36

Suppose we have a sorted list of values. Let's use list = Sort@RandomReal[1, 1000000]; for this example.

I need a fast function window[list, {xmin, xmax}] which will return all list elements $x$ for which $x_\textrm{min} \le x \le x_\textrm{max}$.

How can this be implemented in Mathematica? I am looking both for fast and for elegant solutions. The direct solution is implementing binary search, but there are several ways to do this, and perhaps Mathematica already has something built in that I am not aware of.

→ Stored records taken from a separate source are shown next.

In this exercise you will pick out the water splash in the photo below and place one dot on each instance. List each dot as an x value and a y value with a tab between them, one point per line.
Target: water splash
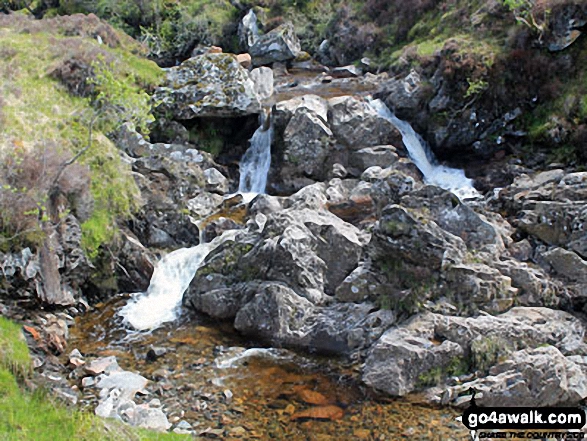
173	274
451	179
255	163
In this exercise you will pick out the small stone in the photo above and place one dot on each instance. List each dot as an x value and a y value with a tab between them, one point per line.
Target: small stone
244	60
155	353
155	402
100	365
88	382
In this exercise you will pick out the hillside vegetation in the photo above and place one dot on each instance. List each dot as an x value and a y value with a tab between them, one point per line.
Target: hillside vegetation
66	84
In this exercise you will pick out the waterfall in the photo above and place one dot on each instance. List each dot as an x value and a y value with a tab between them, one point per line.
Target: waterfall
451	179
255	163
172	276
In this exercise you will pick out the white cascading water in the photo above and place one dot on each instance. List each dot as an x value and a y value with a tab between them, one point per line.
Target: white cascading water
172	276
451	179
255	163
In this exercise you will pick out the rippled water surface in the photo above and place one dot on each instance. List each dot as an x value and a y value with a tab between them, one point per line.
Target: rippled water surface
227	389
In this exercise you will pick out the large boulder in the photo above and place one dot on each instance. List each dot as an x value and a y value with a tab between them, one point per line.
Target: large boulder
263	79
309	251
431	348
208	85
248	30
278	315
307	143
280	44
400	361
531	377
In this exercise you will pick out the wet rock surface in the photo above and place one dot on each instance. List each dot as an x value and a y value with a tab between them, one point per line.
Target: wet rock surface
208	85
209	384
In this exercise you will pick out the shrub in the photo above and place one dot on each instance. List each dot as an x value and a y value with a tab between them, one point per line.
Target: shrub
27	178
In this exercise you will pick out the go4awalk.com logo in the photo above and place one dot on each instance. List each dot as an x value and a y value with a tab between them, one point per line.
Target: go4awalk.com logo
523	422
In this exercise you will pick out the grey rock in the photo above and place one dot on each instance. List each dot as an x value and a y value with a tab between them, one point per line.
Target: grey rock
248	31
357	125
381	156
531	377
208	85
127	383
278	315
204	204
349	71
568	264
284	110
150	418
310	251
405	95
263	79
403	356
280	44
307	141
101	365
564	26
216	182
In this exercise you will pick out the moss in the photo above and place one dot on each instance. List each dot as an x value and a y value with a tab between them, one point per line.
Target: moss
456	367
60	119
34	416
487	351
14	353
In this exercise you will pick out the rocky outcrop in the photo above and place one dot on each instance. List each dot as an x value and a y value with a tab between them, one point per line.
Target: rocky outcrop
280	44
431	347
310	251
307	142
56	273
357	125
248	31
208	85
278	315
531	377
263	79
565	24
317	134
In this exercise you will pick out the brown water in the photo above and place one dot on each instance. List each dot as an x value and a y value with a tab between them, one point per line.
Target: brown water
274	395
309	83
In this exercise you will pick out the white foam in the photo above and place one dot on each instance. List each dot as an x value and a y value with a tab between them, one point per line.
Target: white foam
451	179
173	274
255	163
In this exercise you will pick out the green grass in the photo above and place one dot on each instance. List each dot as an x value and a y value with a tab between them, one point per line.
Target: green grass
28	416
38	112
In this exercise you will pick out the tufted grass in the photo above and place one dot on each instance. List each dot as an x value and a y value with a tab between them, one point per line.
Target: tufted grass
26	416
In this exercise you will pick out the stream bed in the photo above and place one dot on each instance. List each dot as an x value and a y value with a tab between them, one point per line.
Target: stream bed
229	388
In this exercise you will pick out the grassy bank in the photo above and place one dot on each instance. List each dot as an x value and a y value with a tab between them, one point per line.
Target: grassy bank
35	417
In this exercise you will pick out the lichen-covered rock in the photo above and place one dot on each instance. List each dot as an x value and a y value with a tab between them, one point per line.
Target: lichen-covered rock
208	85
401	359
565	22
215	181
382	156
263	79
248	31
531	377
435	347
307	142
568	264
280	44
357	125
278	315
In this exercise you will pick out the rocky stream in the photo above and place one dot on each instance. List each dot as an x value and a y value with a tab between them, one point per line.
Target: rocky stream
324	277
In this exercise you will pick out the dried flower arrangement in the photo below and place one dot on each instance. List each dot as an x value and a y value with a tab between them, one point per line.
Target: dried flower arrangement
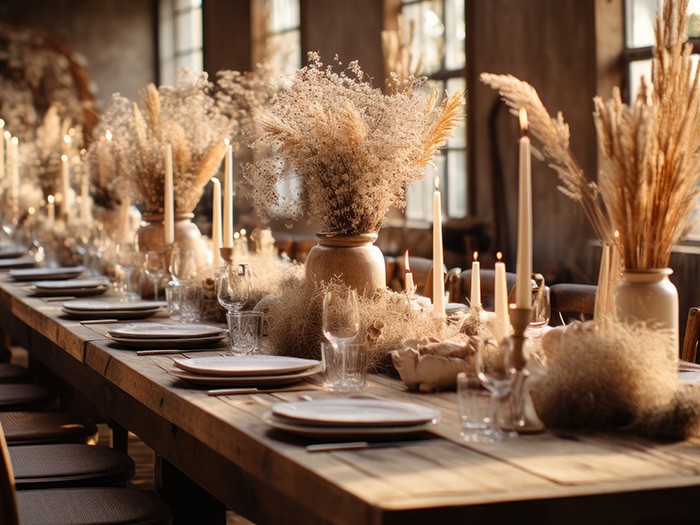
353	149
184	115
650	166
387	318
39	71
620	376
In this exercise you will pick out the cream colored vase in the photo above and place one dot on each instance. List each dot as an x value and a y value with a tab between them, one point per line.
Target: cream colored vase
649	296
352	258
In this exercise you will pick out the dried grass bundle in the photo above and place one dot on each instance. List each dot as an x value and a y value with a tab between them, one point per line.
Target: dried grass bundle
551	138
353	150
650	161
615	376
386	320
185	115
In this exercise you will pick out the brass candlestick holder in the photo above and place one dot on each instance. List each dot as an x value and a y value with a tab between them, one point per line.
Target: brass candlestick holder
525	418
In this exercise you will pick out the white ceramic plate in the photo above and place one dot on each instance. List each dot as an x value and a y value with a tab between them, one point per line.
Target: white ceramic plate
32	274
344	432
166	331
247	381
178	342
112	314
20	262
97	305
245	365
46	292
355	412
72	284
7	252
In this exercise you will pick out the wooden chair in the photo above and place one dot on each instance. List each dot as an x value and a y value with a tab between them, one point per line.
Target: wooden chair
689	352
571	302
74	506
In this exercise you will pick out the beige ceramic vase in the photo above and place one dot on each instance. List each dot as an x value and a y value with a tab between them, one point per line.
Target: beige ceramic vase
648	296
352	258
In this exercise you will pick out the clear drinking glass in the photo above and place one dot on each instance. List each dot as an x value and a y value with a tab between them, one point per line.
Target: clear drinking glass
495	370
154	268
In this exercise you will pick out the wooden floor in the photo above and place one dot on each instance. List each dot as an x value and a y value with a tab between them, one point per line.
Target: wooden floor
143	456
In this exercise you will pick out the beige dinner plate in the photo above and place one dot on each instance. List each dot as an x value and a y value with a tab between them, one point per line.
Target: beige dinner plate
344	432
33	274
97	305
244	381
355	412
111	314
245	365
179	342
166	331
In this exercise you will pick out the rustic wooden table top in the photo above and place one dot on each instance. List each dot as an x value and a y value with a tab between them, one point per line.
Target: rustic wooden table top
223	444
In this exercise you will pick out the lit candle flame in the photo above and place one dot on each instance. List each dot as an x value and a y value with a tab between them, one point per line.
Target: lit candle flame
522	116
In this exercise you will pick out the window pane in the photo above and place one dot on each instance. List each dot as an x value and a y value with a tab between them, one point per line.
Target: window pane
429	40
640	22
457	183
284	14
455	34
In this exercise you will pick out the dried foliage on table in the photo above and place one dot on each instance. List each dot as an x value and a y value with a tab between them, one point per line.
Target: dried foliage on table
649	173
184	115
353	150
386	320
615	376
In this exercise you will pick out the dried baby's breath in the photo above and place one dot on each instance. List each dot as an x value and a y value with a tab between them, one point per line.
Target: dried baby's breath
184	115
353	149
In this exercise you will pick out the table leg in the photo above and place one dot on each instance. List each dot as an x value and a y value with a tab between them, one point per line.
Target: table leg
188	502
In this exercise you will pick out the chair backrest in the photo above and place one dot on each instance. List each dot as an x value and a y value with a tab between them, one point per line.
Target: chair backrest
571	302
459	286
689	352
8	502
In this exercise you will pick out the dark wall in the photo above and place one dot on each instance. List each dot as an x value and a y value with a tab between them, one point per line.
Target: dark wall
117	37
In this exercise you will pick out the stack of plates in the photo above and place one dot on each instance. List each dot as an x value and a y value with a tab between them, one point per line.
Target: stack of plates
245	370
33	274
156	335
103	309
73	287
351	417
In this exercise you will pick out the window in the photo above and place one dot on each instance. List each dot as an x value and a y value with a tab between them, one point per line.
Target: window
279	41
640	16
439	31
179	37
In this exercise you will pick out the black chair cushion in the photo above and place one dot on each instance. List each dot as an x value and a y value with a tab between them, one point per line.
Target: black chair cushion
89	506
10	373
69	465
24	428
24	396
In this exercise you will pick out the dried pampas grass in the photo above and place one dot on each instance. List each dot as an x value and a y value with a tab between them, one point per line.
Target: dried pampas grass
617	377
386	320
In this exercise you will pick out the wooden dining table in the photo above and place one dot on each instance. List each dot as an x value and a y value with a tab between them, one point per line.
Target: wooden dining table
217	452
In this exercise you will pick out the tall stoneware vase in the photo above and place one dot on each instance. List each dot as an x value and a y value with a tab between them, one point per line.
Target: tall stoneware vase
352	258
150	236
648	296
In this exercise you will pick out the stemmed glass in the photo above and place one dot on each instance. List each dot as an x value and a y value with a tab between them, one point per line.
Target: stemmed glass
341	322
154	268
495	370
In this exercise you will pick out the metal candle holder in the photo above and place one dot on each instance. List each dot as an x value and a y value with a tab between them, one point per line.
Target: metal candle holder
525	420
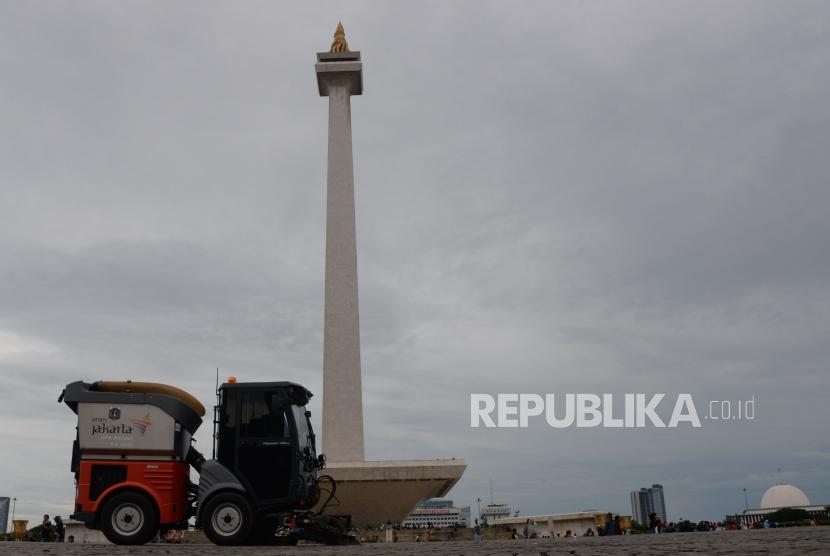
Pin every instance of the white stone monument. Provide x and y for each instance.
(370, 492)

Here's the most naïve implementation:

window[list_, {xmin_, xmax_}] := 
 list[[LengthWhile[list, # < xmin &] + 1 ;; LengthWhile[list, # <= xmax &]]]

Summary:

Here are the timings I get for the different solutions for some random data of a million machine reals which also contains duplicates:

  • My original naive solution: 3.85 s

  • Leonid, using binary search: 0.01 s (close to the measurable limit, $\log n$ complexity)

  • R.M., using Clip: 0.59 s (linear time, no sorting required)

  • faleichik, using Nearest: 1.29 s (strangely, this also runs in linear time, by measurement)

  • kguler, using Map (which autocompiles) and Pick: 0.30 s (also linear time, the fastest simple linear time solution so far, does not require sorting either)

For sorted data, the fastest solution is Leonid's, which uses binary search and has logarithmic complexity.

For unsorted data, the fastest (and also one of the simplest) is kguler's. A not so obvious trick was using Boole on the condition to allow it to be automatically compiled.

Alexey Popkov
  • 61,809
  • 7
  • 149
  • 368
Szabolcs
  • 234,956
  • 30
  • 623
  • 1,263

6 Answers6

27

As you said, essentially you need binary search, since you have a sorted list and binary search has a logarithmic complexity. However, since

  • the limiting numbers may not be present in the list
  • some numbers may be present more than once

we'd need modified binary search. Here is a possible implementation:

(* maximum number smaller than or equal to the limit *)
bsearchMin[list_List, elem_] :=
  Module[{n0 = 1, n1 = Length[list], m},
    While[n0 <= n1,
     m = Floor[(n0 + n1)/2];
     If[list[[m]] == elem, 
         While[list[[m]] == elem, m++]; 
         Return[m - 1]];
     If[list[[m]] < elem, n0 = m + 1, n1 = m - 1]
    ];
    If[list[[m]] < elem, m, m - 1] 
  ];

and

(* minimum number larger than or equal to the limit *)
bsearchMax[list_List, elem_] :=
  Module[{n0 = 1, n1 = Length[list], m},
    While[n0 <= n1,
      m = Floor[(n0 + n1)/2];
      If[list[[m]] == elem, 
         While[list[[m]] == elem, m--]; 
         Return[m + 1]];
      If[list[[m]] < elem, n0 = m + 1, n1 = m - 1]
    ];
    If[list[[m]] > elem, m, m + 1] 
  ];

With the help of these:

window[list_, {xmin_, xmax_}] :=
  With[{minpos = bsearchMax[list, xmin], maxpos =  bsearchMin[list, xmax]},
    Take[list, {minpos, maxpos}] /; ! MemberQ[{minpos, maxpos}, -1]
  ];
window[__] := {};

For example:

lst = {1, 4, 4, 4, 6, 7, 7, 11, 11, 11, 11, 13, 15, 18, 19, 22, 23, 25, 27, 30}

window[lst, {4, 11}]

(* ==> {4, 4, 4, 6, 7, 7, 11, 11, 11, 11} *)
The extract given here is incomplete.